Para a articulação ser estável, é preciso que o formato ósseo seja normal e que os grupos musculares estejam funcionantes.
Na mielomeningocele, o formato ósseo articular é normal, porém os grupos musculares ao redor da articulação têm maior ou menor grau de paralisia tornando a estabilidade articular impossível de ser obtida.
Muitas crianças com mielomeningocele níveis tóraco-lombar ou lombar baixa, apresentam quadris instáveis ou mesmo luxados inveterados.
Sabemos hoje, pelos motivos citados acima, que os esforços para manter os quadris posicionados normalmente, nesses níveis citados, são ineficazes.
Portanto, o uso de suspensório de pavlik nas crianças com mielomeningocele niveis toracolombar ou lombar baixa está contra indicado, bem como cirurgia ortopédica com o objetivo de reposicionar a cabeça femoral dentro do acetábulo.
Qual o tratamento atual:
Sabemos que a capacidade de marcha independente na mielomeningocele não está relacionada ao quadril estar ou não no lugar.
O fator determinante para a marcha vem a ser o número de músculos funcionantes nos membros inferiores, principalmente se o músculo quadríceps (músculo do chute) tem força normal preservada.
Outro ponto fundamental para a capacidade de locomoção é que as articulações dos membros inferiores precisam estar bem alinhadas, ou seja, sem deformidades.
A criança precisa ter bom equilíbrio de cabeça e tronco e bons membros superiores que permitam utilização de muletas ou andador.
O que prejudica a marcha é a presença de deformidades articulares, ou seja, posições anômalas adotadas pelas articulações devido ao não funcionamento adequado muscular.
Portanto, o tratamento atual para os quadris na mielomeningocele deve ser direcionado para a correção das deformidades e não para o reposicionamento normal do quadril.
Quadril fora do lugar mas sem deformidade não deve ser tratado.
Quadril fora do lugar mas com deformidade, o tratamento deve ser só a correção da deformidade, permitindo o alinhamento da articulação.
Com isso concluímos que, na mielomeningocele, as cirurgias ortopédicas visam correção das deformidades do quadril e não colocar o quadril na sua posição normal.

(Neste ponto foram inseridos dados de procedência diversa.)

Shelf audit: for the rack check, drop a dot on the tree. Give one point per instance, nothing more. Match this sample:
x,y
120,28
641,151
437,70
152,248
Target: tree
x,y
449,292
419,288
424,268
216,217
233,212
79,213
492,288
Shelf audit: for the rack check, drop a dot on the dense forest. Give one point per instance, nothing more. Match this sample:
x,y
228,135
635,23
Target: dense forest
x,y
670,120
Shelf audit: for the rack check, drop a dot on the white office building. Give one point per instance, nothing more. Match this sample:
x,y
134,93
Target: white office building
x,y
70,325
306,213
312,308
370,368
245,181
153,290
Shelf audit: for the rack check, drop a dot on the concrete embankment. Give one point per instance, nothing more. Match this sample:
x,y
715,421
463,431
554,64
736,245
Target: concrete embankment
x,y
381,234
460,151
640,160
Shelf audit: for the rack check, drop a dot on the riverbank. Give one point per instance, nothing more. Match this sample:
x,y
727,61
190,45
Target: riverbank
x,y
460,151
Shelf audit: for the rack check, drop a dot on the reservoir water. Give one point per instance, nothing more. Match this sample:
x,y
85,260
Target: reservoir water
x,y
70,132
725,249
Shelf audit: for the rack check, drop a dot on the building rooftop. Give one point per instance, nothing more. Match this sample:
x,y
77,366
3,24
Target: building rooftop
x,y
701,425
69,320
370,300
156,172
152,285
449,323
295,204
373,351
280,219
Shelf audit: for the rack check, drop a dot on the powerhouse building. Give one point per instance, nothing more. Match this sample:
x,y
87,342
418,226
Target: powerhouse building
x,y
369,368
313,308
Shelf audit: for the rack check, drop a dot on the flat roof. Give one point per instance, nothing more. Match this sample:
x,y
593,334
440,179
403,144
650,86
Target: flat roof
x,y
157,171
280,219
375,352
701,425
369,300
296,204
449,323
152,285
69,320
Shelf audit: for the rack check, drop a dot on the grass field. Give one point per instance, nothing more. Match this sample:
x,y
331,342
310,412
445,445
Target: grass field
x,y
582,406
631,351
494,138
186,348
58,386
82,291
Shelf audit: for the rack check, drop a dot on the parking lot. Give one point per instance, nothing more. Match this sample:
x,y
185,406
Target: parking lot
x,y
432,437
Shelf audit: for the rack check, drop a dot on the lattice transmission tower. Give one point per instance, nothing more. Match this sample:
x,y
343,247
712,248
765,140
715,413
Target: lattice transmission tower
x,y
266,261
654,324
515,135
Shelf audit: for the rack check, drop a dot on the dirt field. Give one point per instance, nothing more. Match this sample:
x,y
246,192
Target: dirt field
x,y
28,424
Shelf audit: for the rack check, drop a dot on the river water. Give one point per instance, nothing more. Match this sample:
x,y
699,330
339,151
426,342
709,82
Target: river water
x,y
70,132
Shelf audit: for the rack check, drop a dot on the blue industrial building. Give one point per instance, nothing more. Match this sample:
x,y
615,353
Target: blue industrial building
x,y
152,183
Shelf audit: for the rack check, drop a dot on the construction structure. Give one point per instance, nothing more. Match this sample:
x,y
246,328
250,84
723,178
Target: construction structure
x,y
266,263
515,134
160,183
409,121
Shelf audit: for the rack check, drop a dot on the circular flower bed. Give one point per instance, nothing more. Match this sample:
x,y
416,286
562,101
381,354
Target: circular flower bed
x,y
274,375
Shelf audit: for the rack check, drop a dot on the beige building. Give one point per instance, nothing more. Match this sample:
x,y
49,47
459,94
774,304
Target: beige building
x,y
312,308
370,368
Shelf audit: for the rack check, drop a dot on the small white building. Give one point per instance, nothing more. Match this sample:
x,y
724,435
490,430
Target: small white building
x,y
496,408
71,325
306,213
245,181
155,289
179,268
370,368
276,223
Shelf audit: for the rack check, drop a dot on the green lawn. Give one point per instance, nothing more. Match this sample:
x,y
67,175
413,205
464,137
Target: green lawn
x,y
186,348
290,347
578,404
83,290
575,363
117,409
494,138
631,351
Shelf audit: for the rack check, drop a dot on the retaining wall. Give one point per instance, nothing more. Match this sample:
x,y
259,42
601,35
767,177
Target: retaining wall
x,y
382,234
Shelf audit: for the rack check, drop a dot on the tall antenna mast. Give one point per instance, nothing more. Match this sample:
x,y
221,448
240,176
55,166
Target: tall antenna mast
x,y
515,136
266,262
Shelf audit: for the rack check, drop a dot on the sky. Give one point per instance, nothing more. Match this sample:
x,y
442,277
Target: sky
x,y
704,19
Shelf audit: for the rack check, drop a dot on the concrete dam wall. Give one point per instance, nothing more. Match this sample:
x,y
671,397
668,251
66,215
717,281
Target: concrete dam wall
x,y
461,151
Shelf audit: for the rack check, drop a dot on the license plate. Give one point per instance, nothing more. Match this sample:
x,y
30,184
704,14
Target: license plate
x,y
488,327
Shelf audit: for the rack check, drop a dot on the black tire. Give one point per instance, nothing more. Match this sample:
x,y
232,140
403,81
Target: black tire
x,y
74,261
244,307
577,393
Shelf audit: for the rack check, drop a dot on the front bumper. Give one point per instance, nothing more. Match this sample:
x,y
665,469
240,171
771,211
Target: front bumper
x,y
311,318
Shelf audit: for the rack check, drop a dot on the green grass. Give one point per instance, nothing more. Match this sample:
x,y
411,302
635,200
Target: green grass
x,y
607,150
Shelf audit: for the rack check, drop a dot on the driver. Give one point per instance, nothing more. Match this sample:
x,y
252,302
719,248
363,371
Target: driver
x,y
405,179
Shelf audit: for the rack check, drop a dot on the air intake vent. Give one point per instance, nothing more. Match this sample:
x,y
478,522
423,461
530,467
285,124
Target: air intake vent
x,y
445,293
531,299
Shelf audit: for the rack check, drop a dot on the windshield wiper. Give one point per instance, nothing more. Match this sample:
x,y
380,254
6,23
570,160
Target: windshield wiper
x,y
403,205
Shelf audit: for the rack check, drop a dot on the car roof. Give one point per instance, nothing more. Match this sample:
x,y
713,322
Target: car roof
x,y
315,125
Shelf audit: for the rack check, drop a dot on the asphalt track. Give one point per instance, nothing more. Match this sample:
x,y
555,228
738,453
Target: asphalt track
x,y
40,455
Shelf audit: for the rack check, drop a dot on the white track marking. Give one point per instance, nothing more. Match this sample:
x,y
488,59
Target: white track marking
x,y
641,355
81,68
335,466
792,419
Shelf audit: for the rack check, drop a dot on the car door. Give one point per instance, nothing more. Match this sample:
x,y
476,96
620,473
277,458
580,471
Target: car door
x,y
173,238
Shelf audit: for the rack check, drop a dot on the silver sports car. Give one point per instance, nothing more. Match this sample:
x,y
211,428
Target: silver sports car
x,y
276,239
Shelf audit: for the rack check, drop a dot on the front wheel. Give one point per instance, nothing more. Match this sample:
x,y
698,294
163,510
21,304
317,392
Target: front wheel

O importante para a função é ter a articulação alinhada, móvel e não necessariamente reposicionada anatomicamente.
Para isso, existem cirurgias de liberações musculares e osteotomias.
Na mielomeningocele, o reposicionamento normal do quadril nunca tem indicação?
A indicação para cirurgia de reposicionamento normal do quadril só existe em raros casos de crianças com mielomeningocele nível sacral, com musculatura glútea funcionante.
Essa seria a única exceção onde o reposicionamento anatômico seria possível.
Conclusões:
Os quadris na mielomeningocele devem ser avaliados por especialista com exame físico e de imagem para que o melhor tratamento seja programado e realizado.
Seguindo esses conceitos, conseguimos alinhar a articulação preservar o movimento e permitir a melhor função e desempenho motor para a criança.
Um abraço a todos!
Dr. Maurício Rangel é formado em Medicina pela Faculdade Souza Marques (1994) e médico Ortopedista Pediátrico. Trabalha atualmente em consultórios com atendimento ambulatorial e cirurgias ortopédicas pediátricas eletivas. Especialista em diversas patologias musculoesqueléticas em crianças e adolescentes e cirurgias relacionadas.